New year, new challenges, new opportunities. In London’s rental market, those challenges and opportunities revolve around a combination of Government legislation, which may have led to a lack of supply in the market, and ultimately, the price increases that comes with it. Some of the legislation which we think could be contributing to an unsettled market include the following:

The Tenants Fees Act 2019
This passed into law in February 2019, and means letting fees were banned in England from June 1 2019, after already being banned in Scotland. This means all payments ‘in connection with the tenancy of housing in England’ are no longer allowed, unless they come under the list of permitted payments, which includes, tenancy deposit, capped at a maximum of five weeks’ rent if the total yearly rent is under £50,000, or six weeks’ if it’s £50,000 or more, fees for ending a tenancy early, change of tenancy and a many more.

Stamp duty on second homes
Buyers of second homes, including buy-to-let properties, now need to pay an extra 3% in Stamp Duty on top of current rates for each band. This increased rate applies to properties bought for £40,000 or more. This will be a blocker for some, especially those people attempting their first foray into the rental market.

The Tenant Tax
Ignoring the slightly disingenuous name, this was first discussed in the emergency budget in 2015, and is set to be fully enforced by April this year. The changes mean people will no longer be able to deduct mortgage interest costs from your taxable profits if the property is owned by an individual.

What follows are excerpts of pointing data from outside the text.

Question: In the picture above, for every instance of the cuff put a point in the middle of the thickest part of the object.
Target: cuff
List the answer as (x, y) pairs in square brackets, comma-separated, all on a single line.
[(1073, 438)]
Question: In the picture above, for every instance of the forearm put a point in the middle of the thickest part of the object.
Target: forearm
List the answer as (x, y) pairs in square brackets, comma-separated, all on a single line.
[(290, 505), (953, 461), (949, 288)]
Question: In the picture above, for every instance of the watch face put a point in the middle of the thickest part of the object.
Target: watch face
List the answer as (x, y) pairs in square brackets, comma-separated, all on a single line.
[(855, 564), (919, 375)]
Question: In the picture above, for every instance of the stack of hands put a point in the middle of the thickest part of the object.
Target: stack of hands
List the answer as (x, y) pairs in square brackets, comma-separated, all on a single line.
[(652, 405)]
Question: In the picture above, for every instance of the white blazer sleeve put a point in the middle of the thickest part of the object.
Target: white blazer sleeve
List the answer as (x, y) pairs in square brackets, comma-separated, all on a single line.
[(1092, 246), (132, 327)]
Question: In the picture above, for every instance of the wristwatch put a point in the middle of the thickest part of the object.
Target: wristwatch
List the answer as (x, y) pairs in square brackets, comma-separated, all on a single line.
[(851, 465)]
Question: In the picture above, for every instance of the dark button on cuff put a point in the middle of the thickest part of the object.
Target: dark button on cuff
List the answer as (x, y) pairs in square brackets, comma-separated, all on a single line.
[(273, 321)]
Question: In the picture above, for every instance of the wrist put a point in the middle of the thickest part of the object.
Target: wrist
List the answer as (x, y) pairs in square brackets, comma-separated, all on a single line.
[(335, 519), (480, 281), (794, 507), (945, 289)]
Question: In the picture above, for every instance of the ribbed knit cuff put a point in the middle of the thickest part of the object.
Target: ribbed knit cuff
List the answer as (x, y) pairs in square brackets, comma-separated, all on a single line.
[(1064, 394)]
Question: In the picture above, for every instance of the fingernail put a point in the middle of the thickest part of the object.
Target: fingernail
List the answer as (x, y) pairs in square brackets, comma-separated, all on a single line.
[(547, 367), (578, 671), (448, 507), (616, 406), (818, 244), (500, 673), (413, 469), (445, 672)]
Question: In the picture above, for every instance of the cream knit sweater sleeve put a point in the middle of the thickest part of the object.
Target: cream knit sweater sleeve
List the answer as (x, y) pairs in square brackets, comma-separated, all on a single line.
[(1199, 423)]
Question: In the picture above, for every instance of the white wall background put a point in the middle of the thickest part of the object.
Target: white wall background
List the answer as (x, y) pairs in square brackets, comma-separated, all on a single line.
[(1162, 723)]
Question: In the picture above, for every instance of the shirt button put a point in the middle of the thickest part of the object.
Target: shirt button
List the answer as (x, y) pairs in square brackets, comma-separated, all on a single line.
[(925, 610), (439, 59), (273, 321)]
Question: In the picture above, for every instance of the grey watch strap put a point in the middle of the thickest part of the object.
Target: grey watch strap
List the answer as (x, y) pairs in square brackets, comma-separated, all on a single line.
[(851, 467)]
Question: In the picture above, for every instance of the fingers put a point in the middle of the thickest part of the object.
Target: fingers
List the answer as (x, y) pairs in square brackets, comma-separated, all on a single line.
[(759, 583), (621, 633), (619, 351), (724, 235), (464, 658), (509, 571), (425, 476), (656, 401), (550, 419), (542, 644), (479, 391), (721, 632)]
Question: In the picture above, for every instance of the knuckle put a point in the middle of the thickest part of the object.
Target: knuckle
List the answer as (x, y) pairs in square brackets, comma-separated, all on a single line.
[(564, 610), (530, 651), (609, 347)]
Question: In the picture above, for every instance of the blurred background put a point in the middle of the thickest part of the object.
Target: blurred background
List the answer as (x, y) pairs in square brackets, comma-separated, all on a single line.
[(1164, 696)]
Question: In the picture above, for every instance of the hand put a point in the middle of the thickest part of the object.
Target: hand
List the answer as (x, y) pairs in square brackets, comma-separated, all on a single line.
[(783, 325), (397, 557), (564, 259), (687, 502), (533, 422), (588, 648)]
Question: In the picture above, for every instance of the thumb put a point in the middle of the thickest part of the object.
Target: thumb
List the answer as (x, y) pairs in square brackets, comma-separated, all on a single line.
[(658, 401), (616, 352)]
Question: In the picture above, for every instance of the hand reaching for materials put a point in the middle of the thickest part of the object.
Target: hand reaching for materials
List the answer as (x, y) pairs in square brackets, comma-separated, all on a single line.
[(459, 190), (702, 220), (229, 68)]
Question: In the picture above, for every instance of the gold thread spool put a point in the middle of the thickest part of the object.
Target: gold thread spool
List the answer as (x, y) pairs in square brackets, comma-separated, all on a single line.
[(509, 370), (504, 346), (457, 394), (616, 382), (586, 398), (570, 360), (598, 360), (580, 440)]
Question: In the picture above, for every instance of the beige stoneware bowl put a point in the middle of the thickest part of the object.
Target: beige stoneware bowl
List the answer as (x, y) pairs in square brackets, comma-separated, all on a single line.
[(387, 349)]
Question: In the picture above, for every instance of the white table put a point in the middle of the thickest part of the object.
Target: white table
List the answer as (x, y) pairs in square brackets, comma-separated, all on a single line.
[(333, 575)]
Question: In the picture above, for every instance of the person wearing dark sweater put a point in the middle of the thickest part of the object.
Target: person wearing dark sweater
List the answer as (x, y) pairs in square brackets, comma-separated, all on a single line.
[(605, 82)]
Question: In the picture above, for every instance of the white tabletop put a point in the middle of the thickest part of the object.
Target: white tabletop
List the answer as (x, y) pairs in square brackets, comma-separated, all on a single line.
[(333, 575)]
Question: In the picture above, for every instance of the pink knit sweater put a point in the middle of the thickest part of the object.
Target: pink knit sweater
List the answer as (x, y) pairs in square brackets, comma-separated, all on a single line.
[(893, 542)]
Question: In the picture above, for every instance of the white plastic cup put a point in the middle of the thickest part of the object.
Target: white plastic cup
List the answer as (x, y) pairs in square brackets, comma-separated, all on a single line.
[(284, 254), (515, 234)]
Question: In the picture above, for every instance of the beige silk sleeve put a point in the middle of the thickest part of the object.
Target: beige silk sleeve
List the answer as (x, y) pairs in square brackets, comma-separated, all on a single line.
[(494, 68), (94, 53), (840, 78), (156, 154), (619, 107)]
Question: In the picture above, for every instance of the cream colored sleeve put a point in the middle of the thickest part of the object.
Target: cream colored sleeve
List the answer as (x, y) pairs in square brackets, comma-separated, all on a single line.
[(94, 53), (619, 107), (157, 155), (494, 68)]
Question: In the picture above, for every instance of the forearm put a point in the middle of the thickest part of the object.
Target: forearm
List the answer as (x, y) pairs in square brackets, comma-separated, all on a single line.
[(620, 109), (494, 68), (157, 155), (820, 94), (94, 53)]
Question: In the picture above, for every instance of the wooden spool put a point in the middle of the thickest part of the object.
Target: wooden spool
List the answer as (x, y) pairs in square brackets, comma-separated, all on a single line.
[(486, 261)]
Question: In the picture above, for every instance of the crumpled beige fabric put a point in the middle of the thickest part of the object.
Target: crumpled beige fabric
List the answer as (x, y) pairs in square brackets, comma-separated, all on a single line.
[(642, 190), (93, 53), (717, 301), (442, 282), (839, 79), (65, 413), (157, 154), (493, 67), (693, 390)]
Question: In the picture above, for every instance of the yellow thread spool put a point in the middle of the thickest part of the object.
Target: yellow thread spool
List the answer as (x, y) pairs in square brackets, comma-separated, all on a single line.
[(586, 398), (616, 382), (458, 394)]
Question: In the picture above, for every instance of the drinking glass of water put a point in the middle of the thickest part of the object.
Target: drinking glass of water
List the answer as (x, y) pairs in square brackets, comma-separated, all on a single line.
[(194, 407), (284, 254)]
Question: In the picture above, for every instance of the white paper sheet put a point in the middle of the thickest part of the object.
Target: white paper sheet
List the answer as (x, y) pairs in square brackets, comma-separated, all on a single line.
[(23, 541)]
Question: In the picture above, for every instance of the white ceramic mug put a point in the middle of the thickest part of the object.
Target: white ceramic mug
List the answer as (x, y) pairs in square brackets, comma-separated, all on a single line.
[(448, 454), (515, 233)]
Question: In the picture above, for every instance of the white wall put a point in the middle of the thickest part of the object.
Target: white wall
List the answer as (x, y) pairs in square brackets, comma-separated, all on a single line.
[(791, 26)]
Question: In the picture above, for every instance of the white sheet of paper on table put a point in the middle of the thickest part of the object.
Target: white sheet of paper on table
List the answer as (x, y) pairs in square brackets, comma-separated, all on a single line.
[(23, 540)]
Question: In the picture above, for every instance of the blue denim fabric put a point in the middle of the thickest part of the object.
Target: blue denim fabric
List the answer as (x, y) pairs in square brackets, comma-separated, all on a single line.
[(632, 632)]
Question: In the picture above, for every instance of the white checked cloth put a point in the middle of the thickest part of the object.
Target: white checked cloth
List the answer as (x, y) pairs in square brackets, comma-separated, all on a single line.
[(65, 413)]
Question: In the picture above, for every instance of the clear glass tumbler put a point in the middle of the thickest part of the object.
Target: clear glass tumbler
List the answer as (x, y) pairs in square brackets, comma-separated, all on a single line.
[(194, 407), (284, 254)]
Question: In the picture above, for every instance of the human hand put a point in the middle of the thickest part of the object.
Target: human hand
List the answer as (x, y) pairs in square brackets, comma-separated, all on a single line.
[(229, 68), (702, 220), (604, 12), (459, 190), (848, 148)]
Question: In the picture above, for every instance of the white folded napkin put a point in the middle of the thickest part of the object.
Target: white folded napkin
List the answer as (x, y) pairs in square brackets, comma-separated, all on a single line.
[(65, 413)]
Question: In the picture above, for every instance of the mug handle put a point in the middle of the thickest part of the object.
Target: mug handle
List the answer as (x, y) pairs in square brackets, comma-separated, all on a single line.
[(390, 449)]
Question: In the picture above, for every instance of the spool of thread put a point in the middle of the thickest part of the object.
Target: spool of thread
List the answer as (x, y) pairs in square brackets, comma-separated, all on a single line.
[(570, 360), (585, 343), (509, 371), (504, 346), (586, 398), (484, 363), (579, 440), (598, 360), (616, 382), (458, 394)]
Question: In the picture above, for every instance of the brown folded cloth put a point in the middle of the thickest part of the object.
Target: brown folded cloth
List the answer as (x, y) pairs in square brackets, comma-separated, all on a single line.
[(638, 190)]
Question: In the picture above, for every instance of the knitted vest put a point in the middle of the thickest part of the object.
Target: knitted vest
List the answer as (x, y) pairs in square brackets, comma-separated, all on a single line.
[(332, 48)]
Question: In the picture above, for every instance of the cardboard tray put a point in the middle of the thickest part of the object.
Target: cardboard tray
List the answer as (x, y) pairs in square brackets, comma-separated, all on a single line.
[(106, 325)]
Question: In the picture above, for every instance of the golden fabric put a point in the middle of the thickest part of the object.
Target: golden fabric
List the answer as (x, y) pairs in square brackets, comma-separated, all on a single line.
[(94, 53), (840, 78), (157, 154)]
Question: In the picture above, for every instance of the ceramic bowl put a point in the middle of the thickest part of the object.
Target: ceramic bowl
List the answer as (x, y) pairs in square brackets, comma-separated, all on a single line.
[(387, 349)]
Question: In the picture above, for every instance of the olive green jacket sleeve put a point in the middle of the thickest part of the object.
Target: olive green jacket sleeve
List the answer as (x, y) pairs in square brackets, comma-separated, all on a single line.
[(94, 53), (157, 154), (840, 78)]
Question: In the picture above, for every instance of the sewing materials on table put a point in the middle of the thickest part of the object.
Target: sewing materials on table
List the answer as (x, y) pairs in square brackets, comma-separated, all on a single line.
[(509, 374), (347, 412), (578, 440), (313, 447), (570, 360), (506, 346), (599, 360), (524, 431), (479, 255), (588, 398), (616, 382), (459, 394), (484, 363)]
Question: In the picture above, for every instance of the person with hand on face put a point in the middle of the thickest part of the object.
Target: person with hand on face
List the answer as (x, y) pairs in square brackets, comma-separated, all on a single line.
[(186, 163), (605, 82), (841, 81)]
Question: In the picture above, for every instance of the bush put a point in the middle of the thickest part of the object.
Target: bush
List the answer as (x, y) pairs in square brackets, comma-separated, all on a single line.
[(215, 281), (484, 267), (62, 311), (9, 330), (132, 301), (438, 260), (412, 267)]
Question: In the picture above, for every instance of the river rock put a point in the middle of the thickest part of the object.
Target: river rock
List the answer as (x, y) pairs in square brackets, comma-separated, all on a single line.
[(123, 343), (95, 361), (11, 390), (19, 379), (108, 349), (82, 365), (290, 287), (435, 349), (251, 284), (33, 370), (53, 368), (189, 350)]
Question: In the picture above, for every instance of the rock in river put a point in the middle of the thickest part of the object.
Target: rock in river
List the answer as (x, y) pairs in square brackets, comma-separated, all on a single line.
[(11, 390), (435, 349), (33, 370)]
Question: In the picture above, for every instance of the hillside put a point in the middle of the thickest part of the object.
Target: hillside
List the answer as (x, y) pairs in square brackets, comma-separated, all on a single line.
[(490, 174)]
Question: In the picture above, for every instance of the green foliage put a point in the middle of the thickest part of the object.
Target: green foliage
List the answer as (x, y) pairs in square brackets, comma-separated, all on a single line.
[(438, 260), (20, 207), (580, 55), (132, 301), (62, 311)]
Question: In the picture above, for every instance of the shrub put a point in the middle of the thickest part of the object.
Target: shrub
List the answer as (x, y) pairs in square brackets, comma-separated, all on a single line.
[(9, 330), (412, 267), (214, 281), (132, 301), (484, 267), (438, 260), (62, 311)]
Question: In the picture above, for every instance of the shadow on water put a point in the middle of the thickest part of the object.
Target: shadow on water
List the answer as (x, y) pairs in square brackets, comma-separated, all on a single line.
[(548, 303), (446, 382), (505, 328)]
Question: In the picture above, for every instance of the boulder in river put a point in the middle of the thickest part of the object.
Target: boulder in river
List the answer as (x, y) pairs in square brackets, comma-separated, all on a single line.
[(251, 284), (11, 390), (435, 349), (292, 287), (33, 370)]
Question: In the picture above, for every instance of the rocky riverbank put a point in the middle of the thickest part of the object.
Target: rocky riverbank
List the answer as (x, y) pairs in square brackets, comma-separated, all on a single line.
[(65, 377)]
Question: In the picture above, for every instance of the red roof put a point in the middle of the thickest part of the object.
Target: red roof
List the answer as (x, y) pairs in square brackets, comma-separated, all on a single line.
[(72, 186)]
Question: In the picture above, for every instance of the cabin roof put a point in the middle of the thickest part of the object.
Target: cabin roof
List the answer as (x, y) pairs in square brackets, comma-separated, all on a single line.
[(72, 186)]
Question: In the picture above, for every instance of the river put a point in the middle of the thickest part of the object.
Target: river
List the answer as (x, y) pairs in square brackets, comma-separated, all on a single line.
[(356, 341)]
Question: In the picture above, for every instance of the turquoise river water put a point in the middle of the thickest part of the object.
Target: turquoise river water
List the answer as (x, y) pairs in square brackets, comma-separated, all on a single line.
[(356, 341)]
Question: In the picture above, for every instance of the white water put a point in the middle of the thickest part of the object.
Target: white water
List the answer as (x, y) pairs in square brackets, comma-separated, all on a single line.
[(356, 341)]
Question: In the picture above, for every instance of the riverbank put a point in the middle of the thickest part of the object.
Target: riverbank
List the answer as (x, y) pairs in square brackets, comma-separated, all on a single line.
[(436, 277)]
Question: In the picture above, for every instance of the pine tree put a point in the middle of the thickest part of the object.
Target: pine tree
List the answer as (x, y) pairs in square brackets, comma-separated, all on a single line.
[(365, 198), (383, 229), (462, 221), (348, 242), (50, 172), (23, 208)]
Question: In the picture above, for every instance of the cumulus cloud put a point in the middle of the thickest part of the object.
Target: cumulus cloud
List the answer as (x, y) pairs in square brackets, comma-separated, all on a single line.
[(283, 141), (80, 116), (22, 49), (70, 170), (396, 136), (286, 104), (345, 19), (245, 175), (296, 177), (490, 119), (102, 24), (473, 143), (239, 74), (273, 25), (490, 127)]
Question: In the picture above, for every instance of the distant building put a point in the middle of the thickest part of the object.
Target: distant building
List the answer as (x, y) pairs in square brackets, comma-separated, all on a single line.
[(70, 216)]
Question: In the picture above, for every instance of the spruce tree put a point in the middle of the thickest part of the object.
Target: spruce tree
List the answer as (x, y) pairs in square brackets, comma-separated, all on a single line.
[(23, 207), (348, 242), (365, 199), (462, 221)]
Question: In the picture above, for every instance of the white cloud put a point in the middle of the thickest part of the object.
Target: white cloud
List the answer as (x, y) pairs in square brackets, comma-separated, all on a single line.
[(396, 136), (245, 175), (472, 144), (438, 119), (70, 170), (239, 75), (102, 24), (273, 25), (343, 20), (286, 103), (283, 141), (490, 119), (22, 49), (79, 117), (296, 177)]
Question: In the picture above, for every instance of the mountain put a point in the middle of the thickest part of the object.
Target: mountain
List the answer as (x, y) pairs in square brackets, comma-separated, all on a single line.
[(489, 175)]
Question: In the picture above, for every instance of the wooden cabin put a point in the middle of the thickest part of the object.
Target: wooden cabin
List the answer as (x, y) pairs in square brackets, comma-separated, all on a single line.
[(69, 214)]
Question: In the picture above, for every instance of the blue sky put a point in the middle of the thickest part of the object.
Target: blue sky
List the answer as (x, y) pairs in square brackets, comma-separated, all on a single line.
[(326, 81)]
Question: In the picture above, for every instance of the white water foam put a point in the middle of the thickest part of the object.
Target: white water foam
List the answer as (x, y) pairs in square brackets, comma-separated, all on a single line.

What’s next for the market?
There have been increases in rent over the past 12-months, with Letting Agent Today reporting, ‘Greater London rents have risen an average of four per cent in the past year [2019] - but some boroughs performing above-average have seen rent increases up to an extraordinary 14 per cent.’ Using data from property market monitoring website, Home, LAT goes on, ‘Wandsworth in the south of the capital has seen the largest rise - just over 14 per cent - with Hackney, Haringey, Hammersmith and Fulham, Southwark and Islington also seeing rent increases of 10 per cent or more.’

The increase in rents is indicative of low supply across the capital. Between late 2015 and early 2017, rent in the capital dropped by nearly 10 per cent due to an influx of new properties. But in Zoopla’s rental market report for the third quarter of 2019, the property company says, ‘An increase in the supply of homes for rent - as investors rushed to buy homes before April 2016 increased supply at a time when affordability was approaching a high point in mid 2015. At the same time, the EU referendum result impacted levels of in-migration while the growth in employment also started to slow. The net result was a realignment of rental levels with modest falls registered across London.’

Supply is limited, but this makes for steady or neutral growth for landlords who stick to the market. Zoopla’s report goes on, ‘rental growth in London has turned positive since 2018, on tighter supply and increased demand. More recently, rental growth has plateaued at c2% and has increased to +2.3%.’

So, in short, prices are increasing due to diminishing or unchanging demand, uncertainty amongst renters and landlords waiting to see how policy may affect their business or investments.